3. If not aligned then the beam swings across the screen when brightness is changed.
4. To correct, adjust the brightness knob (left hand console) to create a small bright circle.
5. Centre the beam with SHIFT X and Y (left and right hand consoles) then spread beam clockwise until it is nearly the same diameter as the screen by turning the brightness knob (left hand console).
6. If off center then use the condenser aperture knobs to correct position on screen.

Grid height and Wobbler

1. With camera in, at around 50,000 to 80,000 mag undertake the following:
2. Check to see that the objective lens current is correct (page 6 on microscope computer screen). i.e. 3.85 at 80 kV. Use focus knob on x16 (right hand console) to adjust the number.
3. Focus using the z-knob (small knob directly under the specimen holder).
4. Take out the camera.
5. Set mag, to 3000 to 5000x.
6. Using brightness knob (left hand console) bring beam to a small bright circle.
7. Press X Wobbler (right hand console).
8. Use Wobbler knobs under the Perspex cover (right hand console) to bring both spots together on screen.
9. Turn off Wobbler.
10. Spread beam (brightness knob – left hand console).

Spot size

1. This should be around 1 (large) if the sample is stable or 5 (small) if drifting.
2. To change, bring beam to a bright circle using the brightness knob (left hand console).
3. Use the flat buttons (left hand console) to choose a spot size.
4. If the beam moves across the screen then re-center using SHIFT X and Y (left and right hand consoles).
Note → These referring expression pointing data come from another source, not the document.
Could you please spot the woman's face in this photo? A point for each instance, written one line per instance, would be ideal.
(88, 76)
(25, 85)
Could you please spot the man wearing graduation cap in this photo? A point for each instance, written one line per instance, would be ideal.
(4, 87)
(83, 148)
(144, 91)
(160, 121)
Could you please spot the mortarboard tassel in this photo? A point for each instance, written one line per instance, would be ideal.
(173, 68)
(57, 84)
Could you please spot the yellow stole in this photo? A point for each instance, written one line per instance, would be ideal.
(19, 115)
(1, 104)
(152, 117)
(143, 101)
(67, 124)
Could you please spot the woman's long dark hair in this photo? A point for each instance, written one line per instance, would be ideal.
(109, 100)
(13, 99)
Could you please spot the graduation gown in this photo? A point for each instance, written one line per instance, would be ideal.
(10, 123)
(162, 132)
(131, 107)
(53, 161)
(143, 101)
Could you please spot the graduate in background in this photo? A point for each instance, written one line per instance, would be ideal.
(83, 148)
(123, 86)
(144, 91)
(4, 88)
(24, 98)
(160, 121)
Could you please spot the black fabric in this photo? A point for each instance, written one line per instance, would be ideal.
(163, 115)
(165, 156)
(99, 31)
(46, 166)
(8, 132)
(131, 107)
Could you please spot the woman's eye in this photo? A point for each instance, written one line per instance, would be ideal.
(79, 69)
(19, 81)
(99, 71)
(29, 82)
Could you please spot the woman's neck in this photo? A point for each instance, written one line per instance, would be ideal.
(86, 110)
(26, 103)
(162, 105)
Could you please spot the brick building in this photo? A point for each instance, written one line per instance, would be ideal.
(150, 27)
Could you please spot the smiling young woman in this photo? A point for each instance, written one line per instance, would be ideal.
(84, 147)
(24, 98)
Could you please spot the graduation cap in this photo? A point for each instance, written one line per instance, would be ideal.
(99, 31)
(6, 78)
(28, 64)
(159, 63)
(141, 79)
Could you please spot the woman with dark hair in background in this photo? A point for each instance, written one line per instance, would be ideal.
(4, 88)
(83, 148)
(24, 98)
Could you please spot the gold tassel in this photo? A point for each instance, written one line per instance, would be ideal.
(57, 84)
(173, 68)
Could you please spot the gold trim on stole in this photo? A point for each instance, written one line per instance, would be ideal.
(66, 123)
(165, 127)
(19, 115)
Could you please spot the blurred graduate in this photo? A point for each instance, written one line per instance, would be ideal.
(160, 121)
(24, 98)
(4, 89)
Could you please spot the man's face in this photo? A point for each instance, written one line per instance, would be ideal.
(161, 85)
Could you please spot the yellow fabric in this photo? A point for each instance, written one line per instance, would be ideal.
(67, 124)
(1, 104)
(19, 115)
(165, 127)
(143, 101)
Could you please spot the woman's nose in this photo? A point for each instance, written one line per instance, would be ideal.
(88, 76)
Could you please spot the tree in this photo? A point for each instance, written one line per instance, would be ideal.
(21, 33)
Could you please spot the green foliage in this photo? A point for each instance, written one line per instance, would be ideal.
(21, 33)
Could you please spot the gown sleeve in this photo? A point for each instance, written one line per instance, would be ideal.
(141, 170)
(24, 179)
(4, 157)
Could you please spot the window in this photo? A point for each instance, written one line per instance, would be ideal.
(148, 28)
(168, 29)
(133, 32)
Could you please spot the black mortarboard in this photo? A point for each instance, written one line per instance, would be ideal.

Hints for objective astigmatism adjustment at magnifications greater than 80,000x

1. Press Obj Stig (left hand console) button and use Def X and Y (x16 if course adjustment required). [Def = deflector]
2. Bring microscope to neutral astigmatism position by ensuring both green lights on Def X and Def Y are lit.
   1. Whilst looking at image and using Def X, Def Y and focus (one at a time) create best image possible.
   2. Whilst looking at the RTFFT (Real Time Fast Fourier Transformation) panel on computer screen and using Def X, Def Y and focus, create the largest and roundest circle possible.

Changing objective aperture sizes

1. Camera OFF and out.
2. With the sample IN, at around 5000x mag, adjust the brightness knob (left hand console) to create a small and bright circle.
3. Press DIFF (right hand console). You should see a bright circle in the center of a dull circle.
4. Change aperture using the spots on the side as a guide to size.
5. Ensure the bright light is in the center of the dull light. If not, center using the black objective aperture knobs (at front and right of aperture knob).
6. Press MAG 1.
7. Spread the beam (brightness: knob on left hand console).

End of session

1. Camera OFF and out of chamber.
2. Condenser aperture at largest (1).
3. Magnification under 15,000x.
4. Spot size at 1.
5. Turn filament and HT OFF.
6. Remove grids and replace sample holder into microscope.
7. Close the digital capture system (ITEM), turn off computer screens, replace over on screen port and turn HT on.

Last client of the day:

1. Turn HT off.
2. Scroll brightness on screen down.